# Fractals/Mathematics/group/Basilica group

Basilica group is :

• group defined by automatum
• the iterated monodromy group of the polynomial $z^{2}-1$ • related with Basilica Julia set : "the scaling limit of the Schreier graphs of its action on level n of T is the basilica"

## Computation

The critical points of the polynomial $z^{2}-1$ are $\infty$ and $0$ .

The postcritical set is $P=\left\{0,-1,\infty \right\}$ ## FR

predefined by FR package of GAP CAS. Here BinaryKneadingGroup("1") is BasilicaGroup.

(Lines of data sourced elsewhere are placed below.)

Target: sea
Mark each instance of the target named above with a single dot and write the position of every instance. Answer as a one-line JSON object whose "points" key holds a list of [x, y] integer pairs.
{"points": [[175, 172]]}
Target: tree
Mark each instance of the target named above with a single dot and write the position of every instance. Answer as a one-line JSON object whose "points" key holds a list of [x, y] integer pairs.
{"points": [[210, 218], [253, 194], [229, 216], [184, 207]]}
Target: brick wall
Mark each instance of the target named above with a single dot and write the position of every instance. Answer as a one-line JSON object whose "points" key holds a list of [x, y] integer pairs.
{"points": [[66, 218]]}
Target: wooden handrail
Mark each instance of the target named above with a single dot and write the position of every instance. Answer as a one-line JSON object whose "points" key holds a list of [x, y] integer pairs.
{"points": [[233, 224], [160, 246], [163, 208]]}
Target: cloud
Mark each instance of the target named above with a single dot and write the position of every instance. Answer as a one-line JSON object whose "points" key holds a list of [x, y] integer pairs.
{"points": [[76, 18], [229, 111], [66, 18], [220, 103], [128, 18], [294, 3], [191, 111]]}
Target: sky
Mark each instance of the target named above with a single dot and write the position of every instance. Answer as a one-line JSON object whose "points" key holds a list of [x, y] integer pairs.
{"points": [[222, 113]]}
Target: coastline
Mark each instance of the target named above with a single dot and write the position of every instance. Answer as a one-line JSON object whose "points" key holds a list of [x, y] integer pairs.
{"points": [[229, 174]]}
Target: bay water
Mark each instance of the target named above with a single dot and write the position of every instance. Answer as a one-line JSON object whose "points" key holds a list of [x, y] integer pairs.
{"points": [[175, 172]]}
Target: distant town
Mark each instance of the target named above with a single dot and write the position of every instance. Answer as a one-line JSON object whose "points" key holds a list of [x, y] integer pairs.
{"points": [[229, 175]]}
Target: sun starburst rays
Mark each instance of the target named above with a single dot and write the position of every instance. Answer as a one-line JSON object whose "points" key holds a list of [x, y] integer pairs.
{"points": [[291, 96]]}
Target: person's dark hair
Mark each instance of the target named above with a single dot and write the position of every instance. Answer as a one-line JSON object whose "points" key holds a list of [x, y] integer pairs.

gap> BinaryKneadingGroup(1/3)=BasilicaGroup;
true


or :

gap> B := FRGroup("a=<1,b>(1,2)","b=<1,a>",IsFRMealyElement);
<state-closed group over [ 1, 2 ] with 2 generators>
gap> AssignGeneratorVariables(B);
#I  Assigned the global variables [ "a", "b" ]
gap> B=BasilicaGroup;
#I  \=: converting second argument to FR element
#I  \<: converting second argument to FR element
#I  \<: converting second argument to FR element
#I  \=: converting second argument to FR element
#I  \=: converting second argument to FR element
#I  \<: converting second argument to FR element
#I  \<: converting second argument to FR element
#I  \=: converting second argument to FR element
#I  \=: converting first argument to FR element
#I  \=: converting first argument to FR element
#I  \=: converting first argument to FR element
#I  \=: converting first argument to FR element
#I  \=: converting first argument to FR element
#I  \=: converting first argument to FR element
#I  \=: converting first argument to FR element
#I  \=: converting first argument to FR element
true

gap> Size(BasilicaGroup);
infinity
gap> GeneratorsOfGroup(BasilicaGroup);
[ a, b ]
gap> Alphabet(BasilicaGroup);
[ 1, 2 ]
gap> KnownAttributesOfObject(BasilicaGroup);
[ "Name", "Representative", "OneImmutable", "GeneratorsOfMagma", "GeneratorsOfMagmaWithInverses", "MultiplicativeNeutralElement", "UnderlyingFRMachine", "Correspondence",
"AlphabetOfFRSemigroup", "NucleusOfFRSemigroup", "FRGroupPreImageData", "KneadingSequence", "Alphabet" ]
gap> KnownPropertiesOfObject(BasilicaGroup);
[ "IsDuplicateFree", "IsAssociative", "IsSimpleSemigroup", "IsFinitelyGeneratedGroup", "IsStateClosed", "IsBoundedFRSemigroup", "IsAmenableGroup" ]